A BOLTON man found on a river bank in Moses Gate Country Park after an argument with his mum on New Years Eve died from hypothermia, an inquest heard.

Mark Wilcock, of Harrowby Street, Farnworth, was found unresponsive by a birdwatcher in a secluded area of the park, close to the Hall Lane entrance, at around 1.30pm on New Years Day.

Mountain rescue were called to the scene after paramedics were unable to access him - and he was immediately transferred to Royal Bolton Hospital.

While in hospital care, as his body was ‘warming up’, Mr Wilcock suffered a cardiac arrest, and despite the best efforts of medical staff, he died during the early hours of January 2, aged 35.

Bolton Coroners Court heard how Mr Wilcock had got into an argument with his mother the previous evening, after she had asked him to help her ‘prepare some salmon’.

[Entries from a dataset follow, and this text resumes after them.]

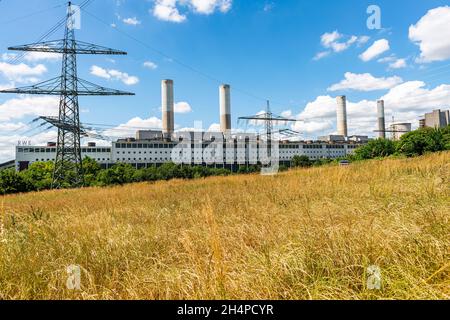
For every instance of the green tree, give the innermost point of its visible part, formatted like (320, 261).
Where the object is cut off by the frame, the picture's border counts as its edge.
(378, 148)
(301, 161)
(13, 182)
(418, 142)
(91, 168)
(120, 173)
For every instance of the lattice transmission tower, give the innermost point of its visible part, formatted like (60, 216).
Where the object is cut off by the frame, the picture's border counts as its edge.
(68, 169)
(270, 119)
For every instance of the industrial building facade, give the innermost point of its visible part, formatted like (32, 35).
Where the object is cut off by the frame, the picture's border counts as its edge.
(145, 153)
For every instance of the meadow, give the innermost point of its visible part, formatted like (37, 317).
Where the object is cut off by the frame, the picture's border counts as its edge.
(303, 234)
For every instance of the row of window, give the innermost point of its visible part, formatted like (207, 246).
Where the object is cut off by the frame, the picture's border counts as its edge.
(49, 150)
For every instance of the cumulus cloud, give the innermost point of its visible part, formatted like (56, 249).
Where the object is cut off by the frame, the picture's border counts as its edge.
(337, 42)
(365, 82)
(431, 33)
(215, 127)
(398, 64)
(131, 21)
(129, 128)
(182, 107)
(112, 74)
(28, 106)
(169, 10)
(150, 65)
(321, 54)
(22, 72)
(377, 48)
(407, 102)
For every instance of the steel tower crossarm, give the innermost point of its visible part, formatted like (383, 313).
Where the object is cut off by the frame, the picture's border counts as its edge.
(53, 87)
(74, 47)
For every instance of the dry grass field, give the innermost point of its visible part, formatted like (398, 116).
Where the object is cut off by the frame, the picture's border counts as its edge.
(304, 234)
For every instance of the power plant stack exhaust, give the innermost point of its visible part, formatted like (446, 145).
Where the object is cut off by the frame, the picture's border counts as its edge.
(381, 119)
(225, 108)
(168, 125)
(342, 116)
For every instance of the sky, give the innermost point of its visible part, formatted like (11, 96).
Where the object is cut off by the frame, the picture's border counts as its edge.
(298, 54)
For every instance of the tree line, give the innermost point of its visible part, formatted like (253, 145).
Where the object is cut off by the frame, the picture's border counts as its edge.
(39, 175)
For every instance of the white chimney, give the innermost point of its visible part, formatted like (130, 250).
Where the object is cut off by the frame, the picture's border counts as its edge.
(167, 103)
(342, 116)
(225, 108)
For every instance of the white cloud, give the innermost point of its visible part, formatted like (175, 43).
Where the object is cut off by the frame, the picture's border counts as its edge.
(376, 49)
(42, 56)
(169, 10)
(215, 127)
(431, 33)
(131, 21)
(328, 38)
(129, 128)
(150, 65)
(28, 106)
(365, 82)
(182, 107)
(321, 54)
(21, 72)
(209, 6)
(286, 114)
(398, 64)
(337, 42)
(407, 102)
(8, 56)
(112, 74)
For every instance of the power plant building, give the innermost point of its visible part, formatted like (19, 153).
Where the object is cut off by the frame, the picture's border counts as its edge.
(342, 116)
(437, 119)
(156, 147)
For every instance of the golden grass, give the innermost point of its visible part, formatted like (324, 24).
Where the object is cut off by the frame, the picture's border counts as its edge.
(305, 234)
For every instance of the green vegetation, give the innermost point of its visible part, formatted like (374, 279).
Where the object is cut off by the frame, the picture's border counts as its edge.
(412, 144)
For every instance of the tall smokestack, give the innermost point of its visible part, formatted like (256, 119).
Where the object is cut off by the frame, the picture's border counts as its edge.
(381, 119)
(167, 103)
(342, 116)
(225, 108)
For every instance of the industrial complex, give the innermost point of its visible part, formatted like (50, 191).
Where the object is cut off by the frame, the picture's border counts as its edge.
(228, 148)
(156, 147)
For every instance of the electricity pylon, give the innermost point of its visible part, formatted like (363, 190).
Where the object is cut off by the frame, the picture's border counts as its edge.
(68, 169)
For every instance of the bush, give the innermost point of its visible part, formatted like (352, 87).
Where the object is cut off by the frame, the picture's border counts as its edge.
(13, 182)
(301, 161)
(416, 143)
(39, 175)
(118, 174)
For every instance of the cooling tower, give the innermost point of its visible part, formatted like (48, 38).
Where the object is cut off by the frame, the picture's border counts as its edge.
(167, 103)
(381, 119)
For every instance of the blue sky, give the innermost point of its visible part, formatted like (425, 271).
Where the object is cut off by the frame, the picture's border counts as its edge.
(263, 49)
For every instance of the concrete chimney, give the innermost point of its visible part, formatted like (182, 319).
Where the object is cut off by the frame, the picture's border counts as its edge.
(167, 103)
(225, 108)
(381, 120)
(342, 116)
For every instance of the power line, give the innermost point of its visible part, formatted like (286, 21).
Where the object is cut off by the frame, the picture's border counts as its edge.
(177, 61)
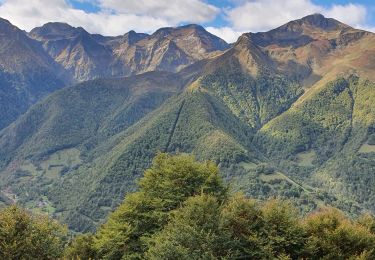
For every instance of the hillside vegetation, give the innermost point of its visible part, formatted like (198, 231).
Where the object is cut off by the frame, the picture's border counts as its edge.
(183, 210)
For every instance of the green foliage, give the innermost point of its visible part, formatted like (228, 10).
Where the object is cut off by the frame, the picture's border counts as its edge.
(192, 233)
(182, 211)
(254, 101)
(332, 236)
(167, 184)
(27, 236)
(81, 247)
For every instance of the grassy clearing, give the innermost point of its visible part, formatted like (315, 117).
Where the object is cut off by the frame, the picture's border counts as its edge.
(52, 167)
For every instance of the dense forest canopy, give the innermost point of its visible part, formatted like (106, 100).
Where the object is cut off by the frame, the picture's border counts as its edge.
(183, 210)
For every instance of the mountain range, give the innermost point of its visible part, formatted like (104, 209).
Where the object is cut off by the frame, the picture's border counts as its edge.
(288, 113)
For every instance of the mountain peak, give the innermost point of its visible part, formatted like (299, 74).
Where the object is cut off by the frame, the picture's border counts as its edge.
(319, 21)
(56, 30)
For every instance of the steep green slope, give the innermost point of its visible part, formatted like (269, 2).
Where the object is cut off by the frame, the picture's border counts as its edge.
(27, 73)
(96, 188)
(326, 142)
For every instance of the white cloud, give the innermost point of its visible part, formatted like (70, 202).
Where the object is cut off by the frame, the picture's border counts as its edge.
(28, 14)
(194, 11)
(226, 33)
(352, 14)
(119, 16)
(263, 15)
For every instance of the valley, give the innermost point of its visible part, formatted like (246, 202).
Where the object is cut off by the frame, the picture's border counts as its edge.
(287, 113)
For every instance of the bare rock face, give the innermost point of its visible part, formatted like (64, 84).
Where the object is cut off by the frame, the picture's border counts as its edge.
(88, 56)
(27, 73)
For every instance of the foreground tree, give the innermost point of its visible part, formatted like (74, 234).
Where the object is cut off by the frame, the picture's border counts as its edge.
(182, 211)
(333, 236)
(27, 236)
(192, 233)
(164, 187)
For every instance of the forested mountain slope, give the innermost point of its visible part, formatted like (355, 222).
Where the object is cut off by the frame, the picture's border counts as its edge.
(286, 113)
(27, 73)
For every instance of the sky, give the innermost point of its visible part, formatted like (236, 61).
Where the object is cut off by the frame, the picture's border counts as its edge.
(227, 19)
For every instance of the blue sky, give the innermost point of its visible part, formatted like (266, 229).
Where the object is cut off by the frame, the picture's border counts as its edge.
(226, 18)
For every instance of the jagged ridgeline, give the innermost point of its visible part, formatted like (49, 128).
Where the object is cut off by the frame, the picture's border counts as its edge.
(287, 113)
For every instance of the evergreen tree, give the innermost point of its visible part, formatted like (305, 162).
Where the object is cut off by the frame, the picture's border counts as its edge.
(164, 187)
(27, 236)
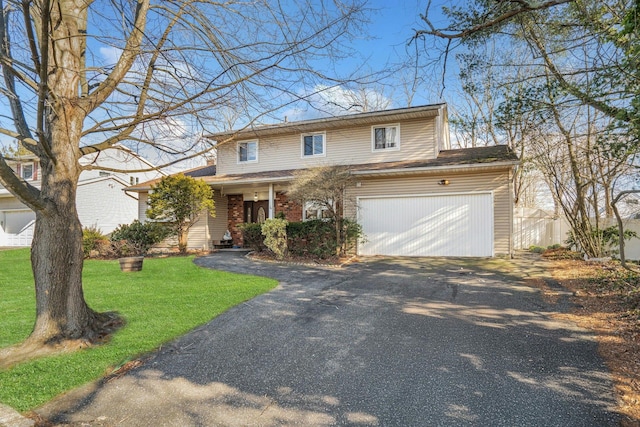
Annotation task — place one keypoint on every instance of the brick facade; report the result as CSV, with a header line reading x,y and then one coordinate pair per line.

He later ‘stormed off’ on his bike and did not return, prompting concerned family members to phone police for assistance.

Traces of ketamine were found in a toxicology sample, and it remains unknown whether this was taken by Mr Wilcock, or whether it had been administered by his rescuers.

Mr Wilcock regularly smoked cannabis, and suffered from a number of mental health issues, the court heard.

His mother Dorothy Smith said: “He started becoming very anxious about things when he was around 18 years old.

“His behaviour was quite challenging. He didn’t like anything that interrupted his routine.

“We bickered every day but I loved him - and I miss him dearly.”

The former Harper Green High pupil was unemployed at the time of his death, the court heard. But he had previously worked as an apprentice joiner after leaving school.

The medical cause of death was given by pathologist Dr Patrick Waugh as one of exposure and hypothermia.

Police did not find any evidence of third-party involvement, and no suspicious circumstances were found at the scene.

Assistant coroner Simon Nelson, who returned an accidental death conclusion, said: “There are still some questions that remain unanswered, like the whereabouts of Mark’s bike - it’s unusual that it hasn’t been recovered.

“And it is still unknown whether he had taken ketamine on purpose, or whether it had been administered by Mountain Rescue.

“However, experts believe this would not have affected the outcome - and I do not believe he intended the consequences of his actions.”